Photo by Emily Cassel
Say what you will about Jim Gilmore: he didn’t have to ask for applause.
“It’s all rigged! Bernie Sanders is right about that,” the Republican fringe candidate barked, rallying listeners during an afternoon speech in Manchester. Speaking to a small crowd that still managed to top the total number of votes he got in Iowa (12), Gilmore gave an impassioned—if not entirely coherent—speech geared towards the #FightBigMoney interests of the hosting New Hampshire Rebellion.
They’re not Gilmore supporters, per se. The Rebellion wants to get big money out of politics. Which … might be the the only issue on which they really agree with Gilmore. The candidate didn’t seem to quite understand the root of the crowd’s questions, and his sidestepping and dodging wasn’t so much due to political prowess as it was to his continued misinterpretation of the asker’s aims. How will Gilmore ensure that taxpayer funds are levied for the public good rather than for the military industrial complex?

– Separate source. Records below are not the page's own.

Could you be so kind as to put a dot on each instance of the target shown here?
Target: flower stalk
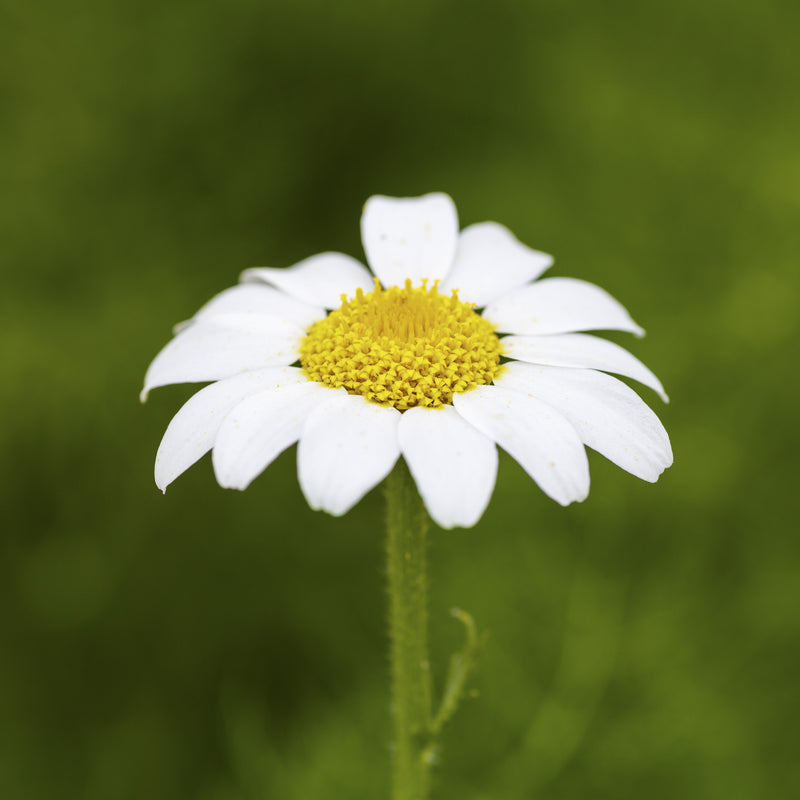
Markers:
(407, 527)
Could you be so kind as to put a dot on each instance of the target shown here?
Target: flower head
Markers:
(453, 347)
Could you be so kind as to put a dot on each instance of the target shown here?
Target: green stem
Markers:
(407, 525)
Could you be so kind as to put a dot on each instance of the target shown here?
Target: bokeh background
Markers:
(212, 645)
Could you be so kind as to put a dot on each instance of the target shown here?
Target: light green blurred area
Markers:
(222, 646)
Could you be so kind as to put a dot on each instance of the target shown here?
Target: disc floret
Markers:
(403, 347)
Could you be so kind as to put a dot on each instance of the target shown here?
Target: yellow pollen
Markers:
(402, 347)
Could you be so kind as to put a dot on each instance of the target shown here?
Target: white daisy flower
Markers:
(454, 346)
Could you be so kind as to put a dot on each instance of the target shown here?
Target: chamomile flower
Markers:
(451, 346)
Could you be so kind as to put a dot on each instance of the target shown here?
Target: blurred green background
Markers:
(214, 645)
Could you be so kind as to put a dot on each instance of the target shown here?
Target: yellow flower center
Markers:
(402, 347)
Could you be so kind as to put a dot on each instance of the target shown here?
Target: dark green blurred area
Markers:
(222, 646)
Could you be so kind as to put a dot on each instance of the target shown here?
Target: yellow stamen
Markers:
(402, 347)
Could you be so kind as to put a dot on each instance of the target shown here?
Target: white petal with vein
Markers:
(453, 464)
(347, 447)
(544, 443)
(223, 346)
(581, 350)
(320, 280)
(261, 427)
(193, 430)
(559, 305)
(608, 415)
(256, 298)
(409, 237)
(491, 261)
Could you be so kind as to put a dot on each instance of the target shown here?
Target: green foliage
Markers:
(211, 645)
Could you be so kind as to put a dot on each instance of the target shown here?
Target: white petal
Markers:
(193, 430)
(348, 446)
(491, 261)
(581, 350)
(320, 280)
(255, 298)
(261, 427)
(454, 465)
(544, 443)
(608, 415)
(223, 346)
(559, 305)
(409, 237)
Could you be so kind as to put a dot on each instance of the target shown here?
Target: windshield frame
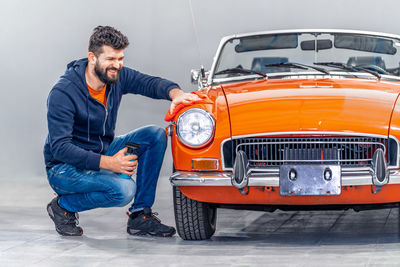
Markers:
(225, 40)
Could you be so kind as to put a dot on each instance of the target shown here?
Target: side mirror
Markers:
(196, 78)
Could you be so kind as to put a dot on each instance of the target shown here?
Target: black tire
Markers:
(194, 220)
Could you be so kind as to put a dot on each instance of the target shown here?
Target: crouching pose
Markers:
(83, 159)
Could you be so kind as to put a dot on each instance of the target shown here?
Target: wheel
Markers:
(194, 220)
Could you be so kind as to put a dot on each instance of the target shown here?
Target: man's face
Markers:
(108, 64)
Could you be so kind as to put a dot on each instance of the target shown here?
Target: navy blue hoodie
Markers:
(80, 127)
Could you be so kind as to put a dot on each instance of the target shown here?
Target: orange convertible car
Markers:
(290, 120)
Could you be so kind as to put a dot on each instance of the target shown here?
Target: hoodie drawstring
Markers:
(87, 111)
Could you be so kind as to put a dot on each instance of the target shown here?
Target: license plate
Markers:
(309, 180)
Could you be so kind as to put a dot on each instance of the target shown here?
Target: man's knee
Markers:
(126, 192)
(158, 133)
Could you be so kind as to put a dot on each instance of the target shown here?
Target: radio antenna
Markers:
(203, 74)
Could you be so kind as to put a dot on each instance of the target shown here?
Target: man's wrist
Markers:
(175, 92)
(105, 162)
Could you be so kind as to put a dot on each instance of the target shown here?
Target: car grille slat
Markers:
(271, 152)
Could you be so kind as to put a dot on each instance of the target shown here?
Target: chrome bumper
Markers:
(182, 178)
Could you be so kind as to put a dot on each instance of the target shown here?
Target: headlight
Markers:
(195, 127)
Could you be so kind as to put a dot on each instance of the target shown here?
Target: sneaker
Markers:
(145, 222)
(64, 220)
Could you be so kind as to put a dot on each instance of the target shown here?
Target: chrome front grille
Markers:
(347, 151)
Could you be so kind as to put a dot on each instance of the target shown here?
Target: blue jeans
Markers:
(81, 190)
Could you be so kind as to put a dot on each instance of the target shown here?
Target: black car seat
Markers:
(259, 63)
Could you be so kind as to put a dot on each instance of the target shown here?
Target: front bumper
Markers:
(349, 178)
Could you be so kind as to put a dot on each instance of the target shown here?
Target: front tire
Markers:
(194, 220)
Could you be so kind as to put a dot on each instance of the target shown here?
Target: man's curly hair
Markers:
(106, 35)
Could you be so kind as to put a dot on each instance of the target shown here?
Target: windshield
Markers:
(276, 55)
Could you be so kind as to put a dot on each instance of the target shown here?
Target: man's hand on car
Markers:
(180, 97)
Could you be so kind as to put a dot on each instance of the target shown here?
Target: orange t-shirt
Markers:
(99, 95)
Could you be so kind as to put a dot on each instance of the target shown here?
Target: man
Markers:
(83, 160)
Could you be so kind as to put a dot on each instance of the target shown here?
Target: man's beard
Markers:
(102, 75)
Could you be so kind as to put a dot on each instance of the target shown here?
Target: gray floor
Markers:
(243, 238)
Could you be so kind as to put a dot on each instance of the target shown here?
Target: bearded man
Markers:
(84, 161)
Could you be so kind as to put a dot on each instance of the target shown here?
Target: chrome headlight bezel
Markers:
(203, 112)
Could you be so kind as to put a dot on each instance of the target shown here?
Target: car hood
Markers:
(258, 107)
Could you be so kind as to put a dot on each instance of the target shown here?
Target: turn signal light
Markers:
(205, 164)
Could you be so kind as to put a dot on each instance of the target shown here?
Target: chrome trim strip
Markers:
(266, 179)
(315, 133)
(198, 159)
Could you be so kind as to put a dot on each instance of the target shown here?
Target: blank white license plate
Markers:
(309, 180)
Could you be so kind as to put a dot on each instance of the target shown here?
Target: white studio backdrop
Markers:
(39, 38)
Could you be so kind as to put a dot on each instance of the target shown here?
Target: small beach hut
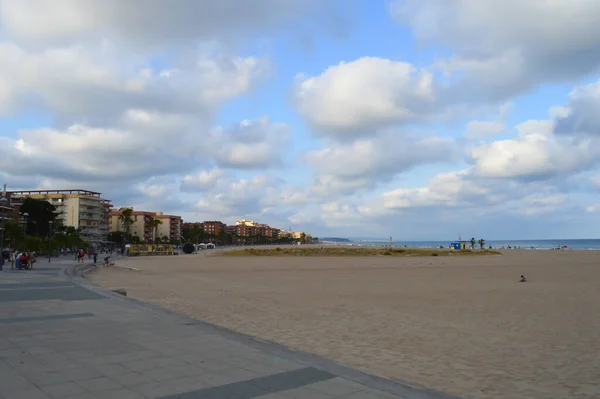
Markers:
(458, 245)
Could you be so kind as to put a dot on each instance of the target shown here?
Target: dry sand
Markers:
(462, 325)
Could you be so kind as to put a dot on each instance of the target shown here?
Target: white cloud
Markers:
(581, 116)
(548, 41)
(449, 189)
(594, 208)
(478, 130)
(98, 89)
(149, 23)
(362, 164)
(203, 181)
(351, 99)
(536, 153)
(250, 145)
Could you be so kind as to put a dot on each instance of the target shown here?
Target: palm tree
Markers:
(126, 218)
(154, 223)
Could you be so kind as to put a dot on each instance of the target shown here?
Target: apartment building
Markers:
(10, 207)
(170, 225)
(214, 227)
(82, 209)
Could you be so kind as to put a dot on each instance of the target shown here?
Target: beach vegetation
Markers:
(352, 251)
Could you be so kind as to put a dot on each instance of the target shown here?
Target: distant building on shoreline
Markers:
(244, 231)
(169, 227)
(82, 209)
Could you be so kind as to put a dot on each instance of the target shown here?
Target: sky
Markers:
(417, 119)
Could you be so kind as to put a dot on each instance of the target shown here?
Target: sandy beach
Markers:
(462, 325)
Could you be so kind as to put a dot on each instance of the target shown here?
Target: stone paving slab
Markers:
(64, 338)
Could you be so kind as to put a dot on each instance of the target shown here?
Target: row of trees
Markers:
(481, 242)
(126, 218)
(39, 229)
(195, 234)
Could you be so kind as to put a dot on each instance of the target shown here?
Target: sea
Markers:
(587, 244)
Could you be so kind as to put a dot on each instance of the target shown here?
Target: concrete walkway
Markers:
(61, 337)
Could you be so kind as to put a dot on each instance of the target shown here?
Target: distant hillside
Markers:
(334, 239)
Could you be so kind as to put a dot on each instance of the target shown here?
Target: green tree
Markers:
(13, 234)
(41, 213)
(152, 224)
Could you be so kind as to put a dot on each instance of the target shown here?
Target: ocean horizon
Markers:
(581, 244)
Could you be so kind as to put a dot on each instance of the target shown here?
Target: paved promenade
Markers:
(61, 337)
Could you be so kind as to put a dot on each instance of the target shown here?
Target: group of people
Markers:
(18, 260)
(80, 256)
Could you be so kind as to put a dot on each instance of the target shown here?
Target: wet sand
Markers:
(462, 325)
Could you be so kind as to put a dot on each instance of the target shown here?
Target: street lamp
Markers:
(3, 202)
(49, 238)
(25, 216)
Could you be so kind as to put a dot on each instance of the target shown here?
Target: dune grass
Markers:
(318, 251)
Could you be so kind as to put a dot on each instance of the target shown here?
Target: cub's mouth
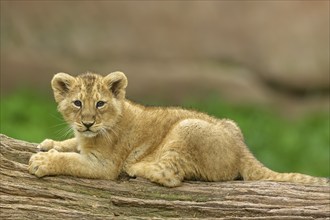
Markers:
(88, 133)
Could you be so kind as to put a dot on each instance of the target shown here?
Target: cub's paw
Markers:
(46, 145)
(43, 164)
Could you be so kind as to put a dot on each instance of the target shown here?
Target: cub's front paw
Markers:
(46, 145)
(43, 164)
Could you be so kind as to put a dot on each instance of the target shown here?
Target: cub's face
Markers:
(90, 103)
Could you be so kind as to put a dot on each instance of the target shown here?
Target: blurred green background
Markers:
(263, 64)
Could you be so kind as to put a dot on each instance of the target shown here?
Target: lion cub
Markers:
(164, 145)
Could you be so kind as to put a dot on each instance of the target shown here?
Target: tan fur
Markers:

“In the interest of full disclosure,” he told the small audience, “I actually serve on the board of directors for a defense contractor.”
Photo by Emily Cassel
Gilmore goes on to talk about how lobbying should be controlled. “We’re seeing a disassociation of the American people from their representatives because of the suspicion and fear of crony capitalism and lobbying and all that,” Gilmore argued. Tough talk from board member of the National Rifle Association, which spends more than $3 million per year on lobbying, placing it in the top 150 of over 3,000 entities tracked by Open Secrets.

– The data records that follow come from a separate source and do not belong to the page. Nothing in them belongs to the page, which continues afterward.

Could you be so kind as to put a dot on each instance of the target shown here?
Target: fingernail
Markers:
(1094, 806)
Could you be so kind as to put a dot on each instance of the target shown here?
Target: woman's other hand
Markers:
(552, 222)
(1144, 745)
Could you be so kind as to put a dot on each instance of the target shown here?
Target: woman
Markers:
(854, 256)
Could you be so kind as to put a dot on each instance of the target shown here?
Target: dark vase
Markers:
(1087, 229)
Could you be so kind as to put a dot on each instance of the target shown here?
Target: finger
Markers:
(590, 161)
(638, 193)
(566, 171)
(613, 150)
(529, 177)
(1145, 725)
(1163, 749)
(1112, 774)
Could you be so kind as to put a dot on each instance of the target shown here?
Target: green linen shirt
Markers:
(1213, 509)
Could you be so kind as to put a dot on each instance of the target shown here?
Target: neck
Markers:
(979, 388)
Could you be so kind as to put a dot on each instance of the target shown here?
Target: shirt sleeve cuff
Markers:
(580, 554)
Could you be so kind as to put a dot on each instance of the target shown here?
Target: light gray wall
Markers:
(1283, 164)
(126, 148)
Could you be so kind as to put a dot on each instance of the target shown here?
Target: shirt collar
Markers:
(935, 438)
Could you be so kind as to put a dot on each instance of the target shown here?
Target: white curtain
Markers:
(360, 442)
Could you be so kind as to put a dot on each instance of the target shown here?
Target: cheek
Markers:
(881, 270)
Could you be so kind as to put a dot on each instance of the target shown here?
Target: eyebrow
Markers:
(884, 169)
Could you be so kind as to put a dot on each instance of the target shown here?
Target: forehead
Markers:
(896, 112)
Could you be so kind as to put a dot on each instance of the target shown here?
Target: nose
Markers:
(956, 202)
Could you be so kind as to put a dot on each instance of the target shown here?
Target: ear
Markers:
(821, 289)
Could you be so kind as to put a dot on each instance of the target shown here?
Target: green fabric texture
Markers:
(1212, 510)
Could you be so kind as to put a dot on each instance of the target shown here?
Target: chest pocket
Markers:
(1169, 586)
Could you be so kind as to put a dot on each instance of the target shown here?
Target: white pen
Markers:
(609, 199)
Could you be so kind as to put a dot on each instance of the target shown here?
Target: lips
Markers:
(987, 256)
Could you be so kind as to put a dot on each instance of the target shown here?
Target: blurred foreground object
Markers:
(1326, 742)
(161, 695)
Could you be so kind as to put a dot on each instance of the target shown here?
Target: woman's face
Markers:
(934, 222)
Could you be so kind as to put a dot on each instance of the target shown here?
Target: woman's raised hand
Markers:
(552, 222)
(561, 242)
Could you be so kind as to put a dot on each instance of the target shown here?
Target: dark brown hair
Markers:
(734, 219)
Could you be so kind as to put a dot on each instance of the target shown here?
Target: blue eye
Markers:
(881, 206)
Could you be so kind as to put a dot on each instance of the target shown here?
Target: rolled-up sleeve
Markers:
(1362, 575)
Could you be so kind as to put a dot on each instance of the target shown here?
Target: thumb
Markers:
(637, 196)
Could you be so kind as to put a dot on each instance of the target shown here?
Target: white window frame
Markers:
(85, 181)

Gilmore, who served in the Army during the Vietnam War, takes issue with the fact that he’s the only candidate with a military record, the only one “steeped in national security and foreign policy issues.” Can you imagine, he asks the freezing crowd, a president with no foreign policy or war experience?
The candidate wants to rebuild the military and enhance intelligence organizations. He wants to address the challenges facing our veterans—improving their access to healthcare, giving them a legitimate appeals process, probing into reports of falsified VA records—the lone nonfinancial factor he and his audience agree on. They’re admirable aims, except that Gilmore doesn’t seem to know how to get there. Asked how citizens can get their tax dollars to do what they want them to do, he had a lot to say about the way taxes are spent. What he doesn’t have are solutions—just a promise to “improve transparency.”

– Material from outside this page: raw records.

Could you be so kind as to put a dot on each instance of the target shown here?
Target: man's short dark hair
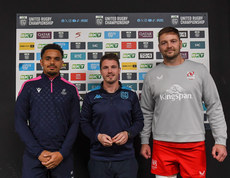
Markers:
(52, 46)
(110, 56)
(168, 30)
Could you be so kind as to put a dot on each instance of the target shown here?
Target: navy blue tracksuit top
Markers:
(47, 115)
(111, 113)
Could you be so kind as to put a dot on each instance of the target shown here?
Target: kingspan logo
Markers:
(26, 35)
(146, 66)
(95, 35)
(129, 55)
(78, 66)
(175, 93)
(197, 55)
(111, 45)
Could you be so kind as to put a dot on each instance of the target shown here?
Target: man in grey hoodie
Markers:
(171, 101)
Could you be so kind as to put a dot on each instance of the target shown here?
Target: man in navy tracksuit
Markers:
(47, 116)
(111, 118)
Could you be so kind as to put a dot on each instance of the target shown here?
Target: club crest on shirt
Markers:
(124, 95)
(191, 75)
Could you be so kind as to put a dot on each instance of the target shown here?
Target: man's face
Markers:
(110, 71)
(169, 45)
(51, 62)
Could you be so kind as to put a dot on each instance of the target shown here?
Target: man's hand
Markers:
(219, 152)
(55, 159)
(146, 151)
(121, 138)
(43, 157)
(105, 140)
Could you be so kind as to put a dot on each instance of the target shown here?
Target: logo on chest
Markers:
(64, 92)
(124, 95)
(191, 75)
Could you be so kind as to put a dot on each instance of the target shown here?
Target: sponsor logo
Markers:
(111, 45)
(93, 66)
(184, 55)
(64, 92)
(140, 86)
(26, 46)
(38, 66)
(65, 66)
(197, 34)
(145, 34)
(39, 90)
(26, 67)
(65, 75)
(78, 56)
(44, 35)
(26, 35)
(159, 77)
(197, 44)
(129, 55)
(113, 52)
(77, 45)
(128, 34)
(95, 45)
(41, 45)
(26, 77)
(175, 93)
(98, 96)
(202, 173)
(129, 76)
(133, 86)
(95, 35)
(154, 164)
(78, 76)
(145, 55)
(193, 20)
(159, 55)
(77, 35)
(93, 85)
(111, 34)
(64, 45)
(129, 66)
(146, 66)
(94, 76)
(128, 45)
(175, 19)
(94, 55)
(197, 55)
(191, 75)
(183, 34)
(145, 45)
(26, 56)
(23, 20)
(61, 35)
(78, 66)
(142, 75)
(124, 95)
(80, 86)
(38, 56)
(99, 19)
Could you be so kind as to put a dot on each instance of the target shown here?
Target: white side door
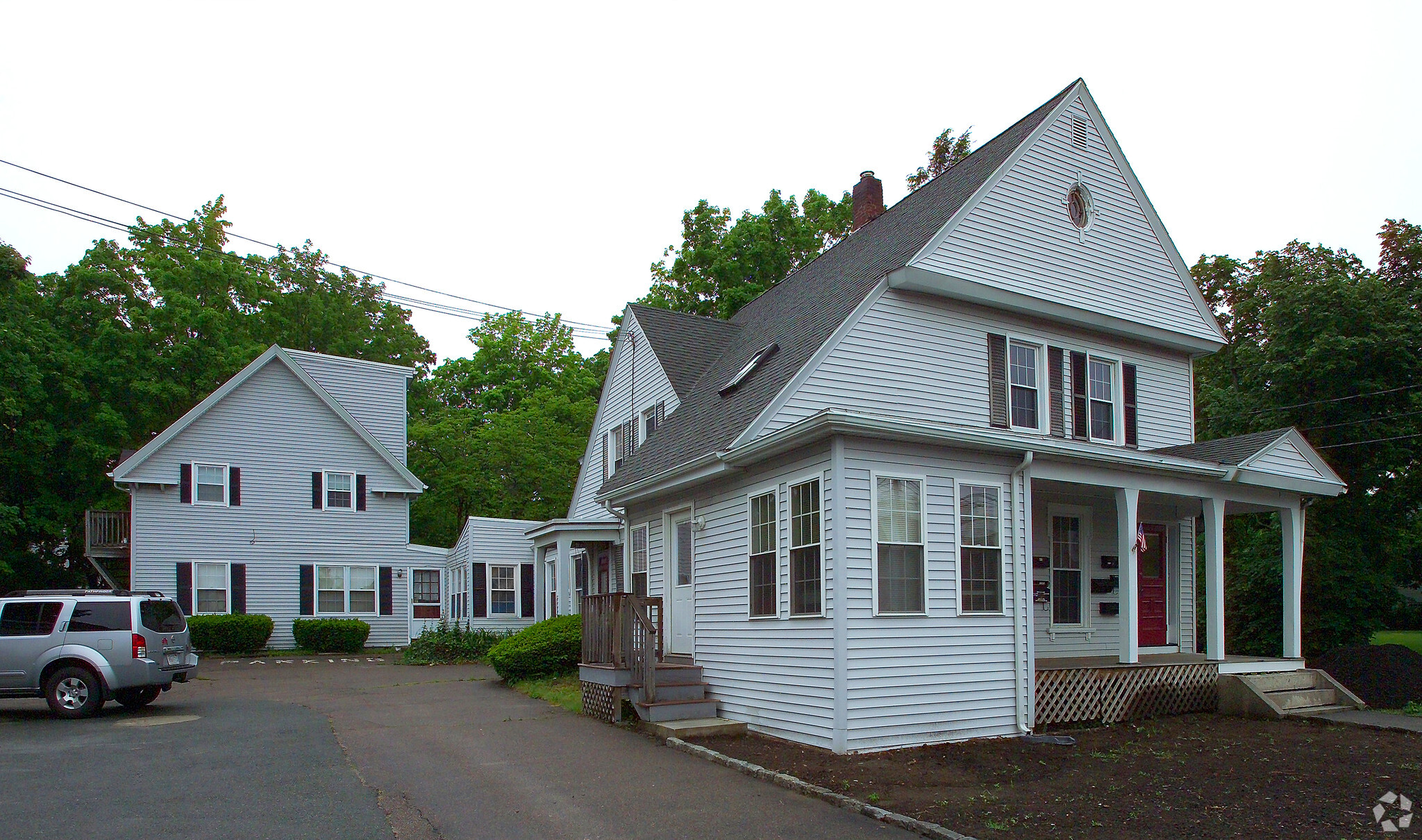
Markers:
(683, 587)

A sticking point for Gilmore is the pay-to-play antics of modern politics. He “chose” not to participate in Iowa because the costs were too high. It’s a state where you need a ground game, he says, and Gilmore’s pockets aren’t deep enough to hire a staff to go canvassing. Which, at the end of the day, makes him sound more like a child who’s being left out of the game than a conscientious objector.
He’s a man who’s against big power, big media, and big money, but only because he doesn’t have any.